1/4 cup melted refined coconut oil or canola oil, plus more for oiling the waffle iron (or use gluten-free, vegan nonstick spray)
1 1/2 cups Bob’s Red Mill All-Purpose Gluten-Free Baking Flour
1 cup brown rice flour
2 teaspoons baking powder
1 teaspoon baking soda
1 teaspoon salt
3/4 teaspoon xanthan gum
2 1/2 cups rice milk
3 tablespoons agave nectar
1 tablespoon vanilla extract
Agave Maple Syrup (page 38)
For Chocolate-Chip Waffles
1 cup vegan gluten-free chocolate chips
1/2 cup vegan powdered sugar, for dusting

Preheat a waffle maker according to the manufacturer’s instructions. Brush the iron with oil, or spray with gluten-free, vegan nonstick spray.
In a medium bowl, whisk together the flours, baking powder, baking soda, salt, and xanthan gum. Add the rice milk, 1/4 cup coconut oil, agave nectar, and vanilla (and chocolate chips, if desired) and stir with a rubber spatula until combined.

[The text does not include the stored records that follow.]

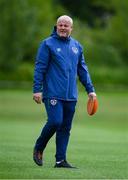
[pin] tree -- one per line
(16, 32)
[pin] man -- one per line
(59, 60)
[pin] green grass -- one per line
(98, 144)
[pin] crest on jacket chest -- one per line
(75, 50)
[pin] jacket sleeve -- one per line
(41, 65)
(83, 74)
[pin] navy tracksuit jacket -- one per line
(58, 63)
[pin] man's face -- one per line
(64, 28)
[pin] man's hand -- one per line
(37, 97)
(92, 95)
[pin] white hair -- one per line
(66, 18)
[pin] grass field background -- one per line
(98, 144)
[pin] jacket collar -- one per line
(54, 34)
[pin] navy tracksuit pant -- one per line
(60, 114)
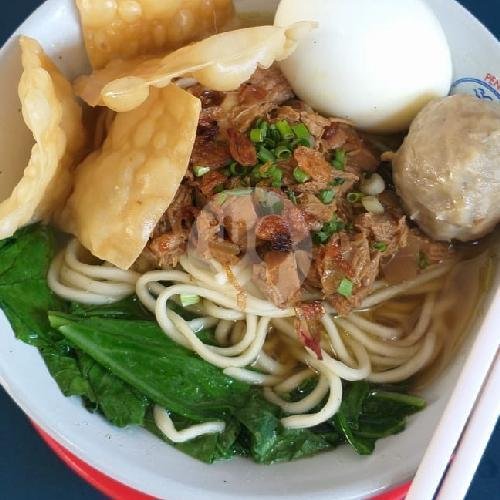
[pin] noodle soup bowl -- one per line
(135, 457)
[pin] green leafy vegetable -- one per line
(269, 442)
(142, 355)
(63, 366)
(208, 448)
(120, 362)
(368, 414)
(117, 401)
(25, 296)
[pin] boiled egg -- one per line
(376, 63)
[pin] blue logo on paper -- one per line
(476, 87)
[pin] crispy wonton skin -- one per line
(221, 62)
(54, 117)
(122, 29)
(122, 190)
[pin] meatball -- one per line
(447, 171)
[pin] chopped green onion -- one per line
(276, 175)
(345, 288)
(269, 143)
(283, 152)
(326, 196)
(257, 135)
(285, 130)
(265, 155)
(354, 197)
(380, 246)
(300, 176)
(328, 230)
(423, 260)
(200, 171)
(188, 299)
(339, 159)
(292, 196)
(301, 131)
(274, 133)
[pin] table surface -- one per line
(28, 469)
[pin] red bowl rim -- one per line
(115, 489)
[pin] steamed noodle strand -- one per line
(359, 346)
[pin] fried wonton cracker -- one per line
(54, 117)
(221, 62)
(122, 190)
(122, 29)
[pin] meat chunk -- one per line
(241, 148)
(210, 153)
(239, 219)
(278, 278)
(315, 123)
(384, 228)
(168, 248)
(209, 182)
(308, 326)
(347, 257)
(265, 90)
(267, 85)
(313, 163)
(275, 230)
(316, 212)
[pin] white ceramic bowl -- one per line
(136, 458)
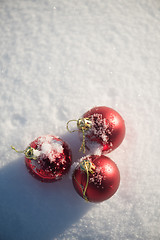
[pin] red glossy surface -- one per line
(103, 183)
(43, 168)
(114, 128)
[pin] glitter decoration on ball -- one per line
(47, 158)
(96, 178)
(102, 125)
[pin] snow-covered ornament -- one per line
(102, 125)
(96, 178)
(47, 158)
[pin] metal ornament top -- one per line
(83, 125)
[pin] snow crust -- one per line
(58, 59)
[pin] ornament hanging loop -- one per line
(68, 126)
(83, 125)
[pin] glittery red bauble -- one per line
(108, 127)
(54, 160)
(103, 181)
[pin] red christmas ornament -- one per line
(107, 127)
(47, 158)
(102, 125)
(96, 178)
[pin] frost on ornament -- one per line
(53, 159)
(96, 178)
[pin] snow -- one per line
(58, 59)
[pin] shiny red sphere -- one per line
(103, 182)
(108, 127)
(54, 160)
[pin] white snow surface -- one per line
(59, 59)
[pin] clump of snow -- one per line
(51, 148)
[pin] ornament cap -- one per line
(29, 152)
(83, 125)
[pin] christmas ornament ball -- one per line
(107, 127)
(96, 178)
(51, 158)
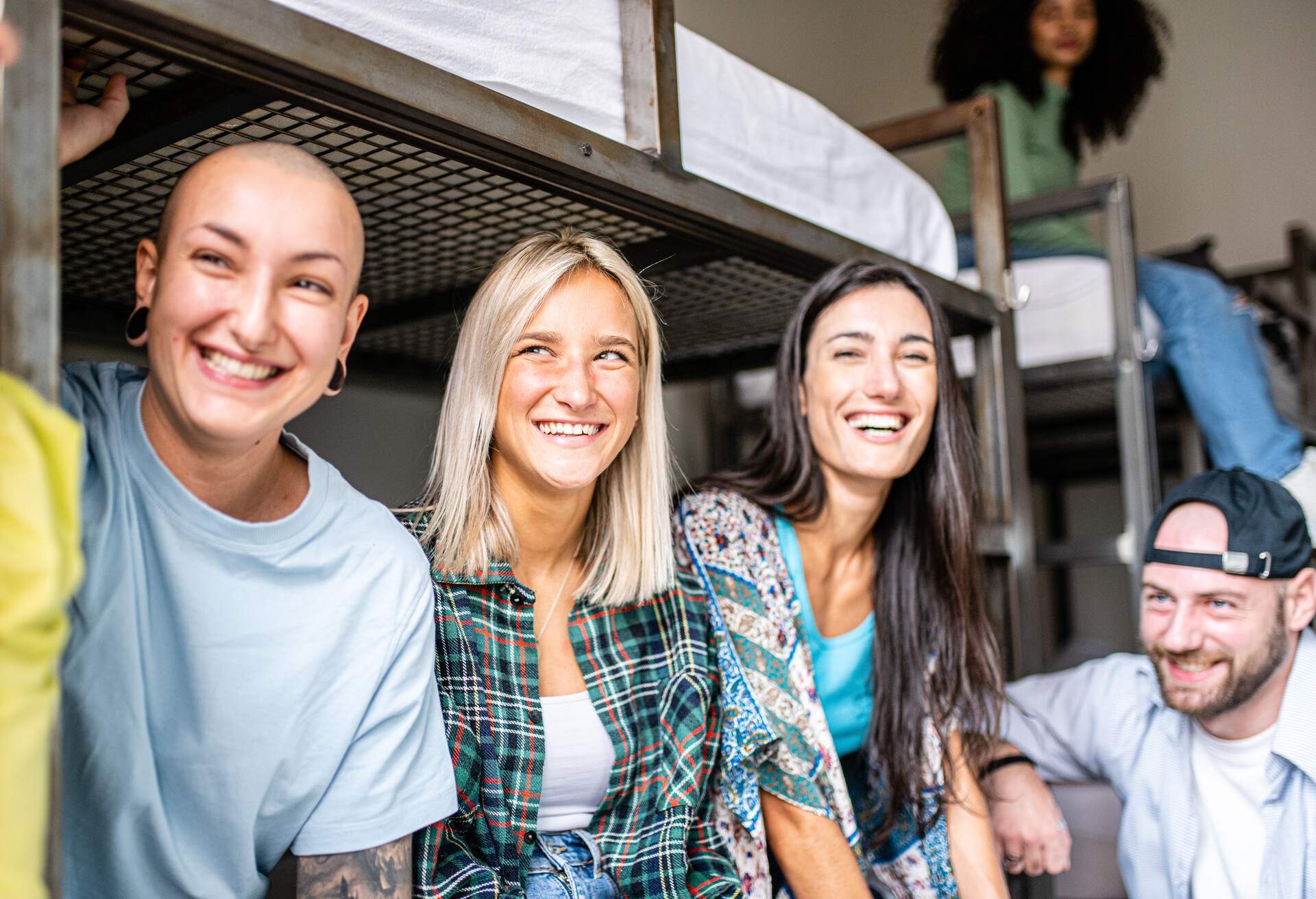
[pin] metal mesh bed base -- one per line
(435, 224)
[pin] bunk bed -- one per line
(448, 173)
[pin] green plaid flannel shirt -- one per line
(652, 674)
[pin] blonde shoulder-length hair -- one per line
(626, 540)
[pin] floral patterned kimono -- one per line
(774, 730)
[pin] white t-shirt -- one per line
(1230, 787)
(578, 757)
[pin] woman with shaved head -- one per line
(250, 658)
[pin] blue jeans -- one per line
(1215, 350)
(568, 866)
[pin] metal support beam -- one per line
(1140, 480)
(1302, 257)
(649, 78)
(998, 390)
(29, 199)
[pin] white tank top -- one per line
(1230, 789)
(578, 757)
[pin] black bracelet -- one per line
(997, 764)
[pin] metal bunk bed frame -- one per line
(237, 56)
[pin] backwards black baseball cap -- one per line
(1267, 531)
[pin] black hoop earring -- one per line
(340, 375)
(136, 325)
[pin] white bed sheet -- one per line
(741, 128)
(1069, 314)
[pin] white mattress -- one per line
(1069, 314)
(740, 127)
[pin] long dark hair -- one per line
(927, 593)
(986, 41)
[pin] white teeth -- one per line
(568, 428)
(230, 366)
(868, 420)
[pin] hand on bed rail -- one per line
(1028, 824)
(8, 45)
(83, 127)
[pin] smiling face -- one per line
(1062, 32)
(570, 393)
(1217, 639)
(250, 298)
(870, 384)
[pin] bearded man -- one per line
(1210, 739)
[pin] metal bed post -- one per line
(1138, 464)
(1007, 531)
(29, 199)
(999, 394)
(29, 248)
(1302, 256)
(649, 79)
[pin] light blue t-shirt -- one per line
(232, 690)
(842, 665)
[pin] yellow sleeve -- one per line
(40, 566)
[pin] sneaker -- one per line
(1302, 483)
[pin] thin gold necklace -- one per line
(553, 606)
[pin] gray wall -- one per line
(1224, 145)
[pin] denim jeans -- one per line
(568, 866)
(1215, 350)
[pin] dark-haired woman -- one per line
(855, 644)
(1071, 73)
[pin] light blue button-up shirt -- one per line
(1106, 720)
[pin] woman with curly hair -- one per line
(860, 669)
(1069, 74)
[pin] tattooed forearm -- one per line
(367, 874)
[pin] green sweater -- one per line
(1036, 162)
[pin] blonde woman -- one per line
(573, 656)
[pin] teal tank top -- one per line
(842, 665)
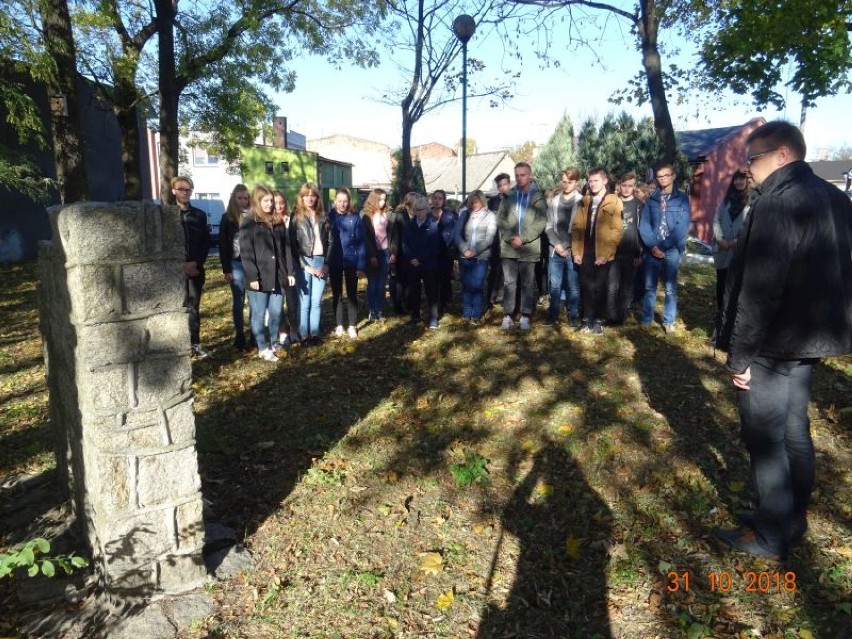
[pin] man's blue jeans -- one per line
(564, 277)
(310, 296)
(776, 432)
(666, 269)
(261, 303)
(238, 295)
(473, 272)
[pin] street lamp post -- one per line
(464, 27)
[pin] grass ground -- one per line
(469, 483)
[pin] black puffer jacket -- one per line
(196, 235)
(789, 287)
(266, 255)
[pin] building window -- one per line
(200, 157)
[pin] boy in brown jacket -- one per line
(595, 235)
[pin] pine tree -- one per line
(556, 155)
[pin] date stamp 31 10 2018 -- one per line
(761, 582)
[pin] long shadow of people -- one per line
(563, 530)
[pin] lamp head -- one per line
(464, 27)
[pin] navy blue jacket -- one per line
(422, 242)
(347, 241)
(447, 227)
(677, 218)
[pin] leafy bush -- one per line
(33, 556)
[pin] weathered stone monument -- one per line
(117, 350)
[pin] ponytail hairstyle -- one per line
(234, 213)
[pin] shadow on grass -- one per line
(560, 583)
(255, 444)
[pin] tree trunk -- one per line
(405, 168)
(648, 25)
(169, 98)
(68, 150)
(127, 114)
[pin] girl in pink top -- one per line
(375, 219)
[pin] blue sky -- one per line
(579, 87)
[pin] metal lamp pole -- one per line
(464, 27)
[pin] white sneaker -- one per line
(199, 352)
(267, 354)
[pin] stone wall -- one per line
(117, 352)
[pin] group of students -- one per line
(596, 257)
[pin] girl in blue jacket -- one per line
(347, 259)
(421, 245)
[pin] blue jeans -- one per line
(310, 296)
(563, 277)
(776, 432)
(261, 303)
(238, 295)
(654, 269)
(376, 281)
(473, 272)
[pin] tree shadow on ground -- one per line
(255, 444)
(560, 584)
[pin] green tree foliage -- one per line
(646, 20)
(523, 152)
(755, 44)
(18, 59)
(215, 62)
(619, 144)
(556, 154)
(421, 34)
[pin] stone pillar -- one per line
(117, 351)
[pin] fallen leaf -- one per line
(565, 429)
(445, 601)
(431, 563)
(572, 547)
(543, 489)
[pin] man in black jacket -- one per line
(197, 244)
(788, 302)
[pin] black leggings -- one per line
(336, 278)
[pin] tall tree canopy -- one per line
(646, 20)
(216, 62)
(421, 36)
(761, 47)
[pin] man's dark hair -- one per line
(773, 135)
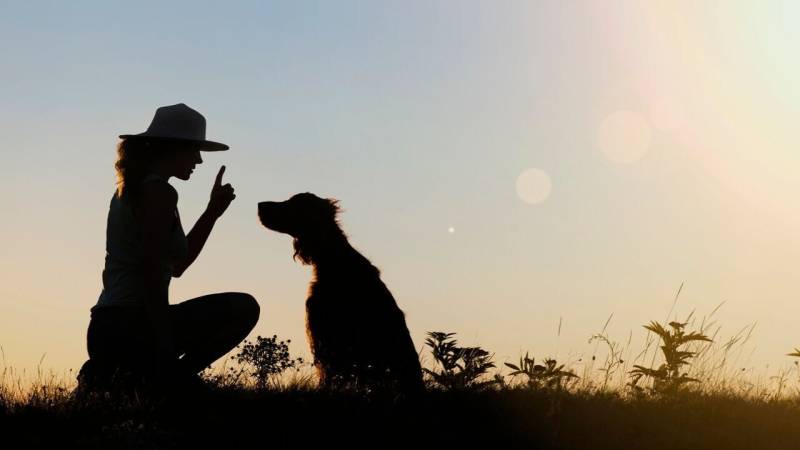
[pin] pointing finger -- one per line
(218, 181)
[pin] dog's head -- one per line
(309, 219)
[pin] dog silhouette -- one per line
(357, 333)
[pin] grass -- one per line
(684, 389)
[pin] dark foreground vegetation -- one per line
(677, 396)
(497, 418)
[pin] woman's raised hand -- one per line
(221, 195)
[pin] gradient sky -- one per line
(664, 133)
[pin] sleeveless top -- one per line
(123, 274)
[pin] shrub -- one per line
(461, 367)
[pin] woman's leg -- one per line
(207, 327)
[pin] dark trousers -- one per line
(203, 330)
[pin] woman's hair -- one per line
(135, 158)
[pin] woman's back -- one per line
(123, 274)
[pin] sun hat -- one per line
(178, 123)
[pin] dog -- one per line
(356, 331)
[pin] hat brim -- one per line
(206, 146)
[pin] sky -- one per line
(519, 171)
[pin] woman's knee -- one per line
(246, 307)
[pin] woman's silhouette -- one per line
(134, 333)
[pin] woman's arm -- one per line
(156, 210)
(221, 198)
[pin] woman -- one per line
(133, 329)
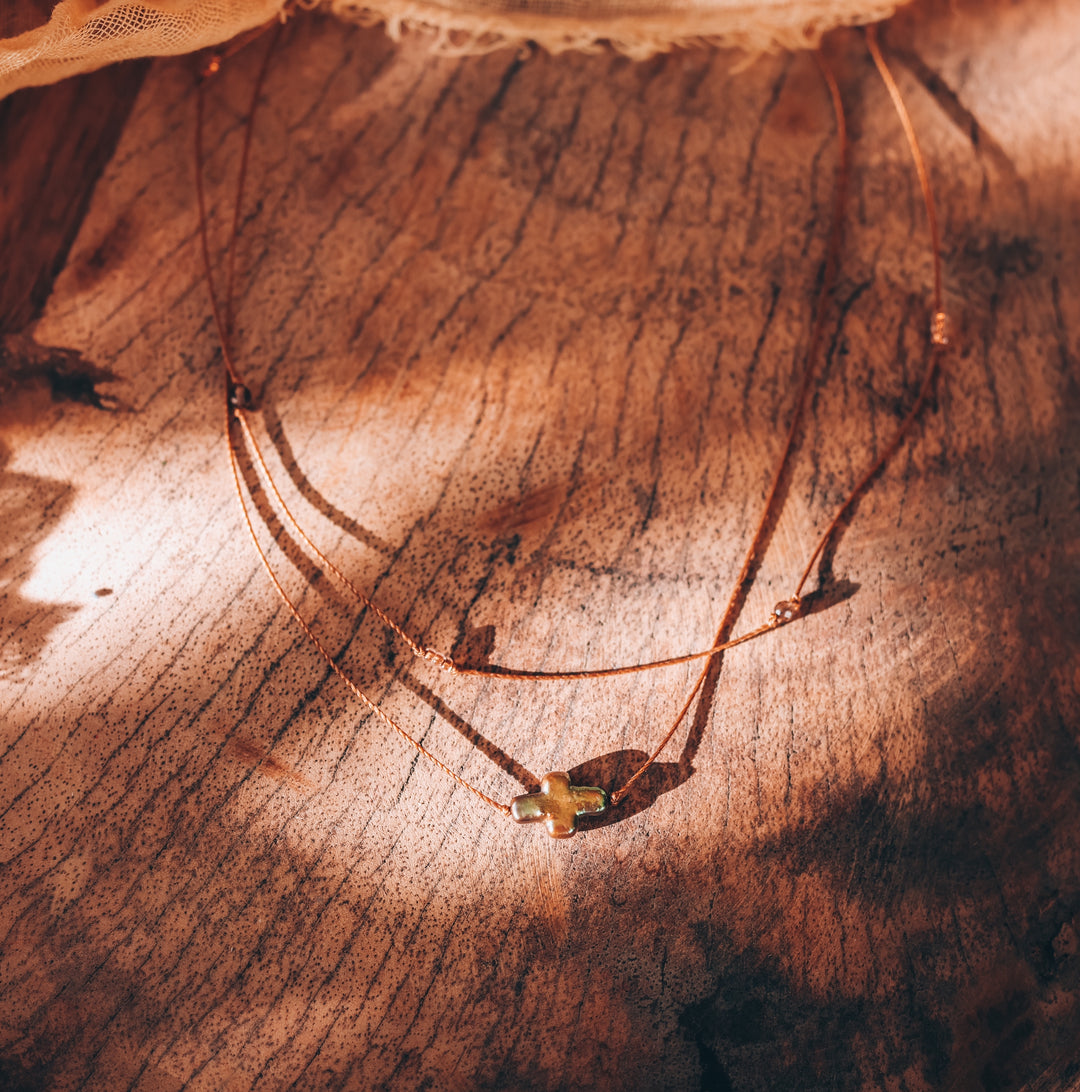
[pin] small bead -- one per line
(239, 396)
(785, 610)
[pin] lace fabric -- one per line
(83, 35)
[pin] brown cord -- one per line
(235, 406)
(828, 280)
(939, 337)
(233, 410)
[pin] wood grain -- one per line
(524, 331)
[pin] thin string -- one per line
(939, 337)
(232, 410)
(832, 256)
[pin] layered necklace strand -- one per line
(559, 804)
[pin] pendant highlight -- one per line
(558, 805)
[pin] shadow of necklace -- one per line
(559, 803)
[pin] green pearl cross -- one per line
(558, 804)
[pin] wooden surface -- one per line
(525, 331)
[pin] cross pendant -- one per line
(558, 804)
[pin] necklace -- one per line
(558, 804)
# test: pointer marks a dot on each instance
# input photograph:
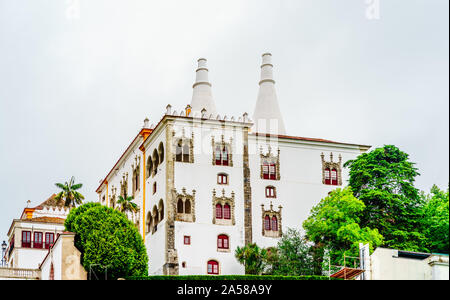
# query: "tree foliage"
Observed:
(108, 241)
(334, 226)
(436, 220)
(69, 193)
(383, 180)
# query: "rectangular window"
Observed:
(26, 239)
(38, 242)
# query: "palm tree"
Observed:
(69, 193)
(127, 205)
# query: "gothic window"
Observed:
(271, 192)
(185, 206)
(223, 242)
(222, 179)
(271, 219)
(213, 267)
(270, 166)
(331, 171)
(222, 153)
(223, 209)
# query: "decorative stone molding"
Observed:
(272, 213)
(185, 216)
(222, 144)
(184, 141)
(270, 158)
(332, 165)
(223, 201)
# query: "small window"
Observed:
(38, 242)
(223, 242)
(219, 214)
(222, 179)
(270, 192)
(213, 267)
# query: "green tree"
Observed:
(69, 193)
(253, 258)
(383, 180)
(108, 241)
(333, 225)
(291, 257)
(436, 220)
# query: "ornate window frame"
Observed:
(223, 201)
(332, 165)
(184, 197)
(272, 213)
(222, 144)
(270, 158)
(185, 141)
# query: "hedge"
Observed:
(229, 277)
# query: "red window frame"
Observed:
(223, 242)
(227, 212)
(271, 192)
(334, 178)
(49, 239)
(26, 239)
(328, 176)
(222, 179)
(213, 267)
(38, 240)
(267, 223)
(219, 214)
(274, 223)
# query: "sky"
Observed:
(78, 77)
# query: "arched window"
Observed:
(222, 179)
(267, 223)
(334, 180)
(213, 267)
(161, 210)
(187, 207)
(179, 152)
(180, 206)
(271, 192)
(186, 153)
(274, 223)
(227, 212)
(219, 214)
(327, 176)
(52, 272)
(223, 242)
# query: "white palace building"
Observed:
(207, 183)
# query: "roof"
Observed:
(299, 138)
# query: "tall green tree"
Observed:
(69, 193)
(383, 180)
(253, 258)
(436, 220)
(334, 227)
(109, 243)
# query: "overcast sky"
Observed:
(77, 78)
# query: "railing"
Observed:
(20, 273)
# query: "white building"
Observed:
(389, 264)
(31, 236)
(207, 183)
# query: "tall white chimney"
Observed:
(202, 94)
(267, 117)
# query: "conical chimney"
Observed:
(202, 94)
(267, 117)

Pour 1/3 to 1/2 cup of batter onto the waffle griddle and bake to desired doneness (or according to the manufacturer’s instructions). Remove the waffle from the griddle and serve with the Agave Maple Syrup (and with a dusting of powdered sugar for chocolate-chip waffles). Repeat with the remaining batter.